Speaking at a virtual press conference, Changpeng Zhao, CEO of Binance Exchange, has stated that he is willing to step down from his role. At the same time, the firm seeks to become a regulated financial institution. Yet, the CEO stated that he had no immediate plans to quit his role, but the firm has a succession plan.
“We’re going to pivot to be a fully regulated financial institution going forward,” Zhao said and added that he would be “very open” to getting a replacement CEO with more regulatory experience.
While Zhao emphasised that there are no immediate plans for his succession, he said that the firm was “keeping our options open.”
“I’ll be honoured to continue to run Binance as a regulated financial institution until we find somebody who may do a better job.”
Zhao said that the firm aims to create several regional headquarters across the globe and will seek licenses wherever they are available. In the past, he stated that Binance has no official headquarters. Zhao further stated that he will always contribute to Binance and the BNB ecosystem as he doesn’t have to be CEO.
Binance Working to Strengthen Its Compliance
Early this month, Zhao admitted that problems in the company are partly due to its rapid growth. During that time, Zhao acknowledged that Binance had grown very fast, and they have not always got everything exactly right, but they are improving and learning every day.
He said that the firm is actively hiring more talent and putting more processes and systems to protect its users and enhance its commitment to regulators.
Binance has been facing regulatory issues in recent weeks. In late June, the UK’s regulator banned Binance’s British unit from undertaking any regulated activity in the country. Binance was one of several companies that withdrew their applications from the UK’s temporary licensing regime because of failing to meet anti-money laundering requirements.

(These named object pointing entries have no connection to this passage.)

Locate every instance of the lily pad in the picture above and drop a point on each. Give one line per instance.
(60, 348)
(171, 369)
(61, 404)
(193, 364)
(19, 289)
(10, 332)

Regulators in Italy, Canada, Japan, and the Cayman Islands have also clamped down on the company, warning that Binance is not approved to operate in the nations.
Binance has taken measures to salvage itself from the issues mentioned above, including building out compliance partnerships, expanding its international compliance team and advisory board by 500%, and localising operations and the business to comply with local regulations.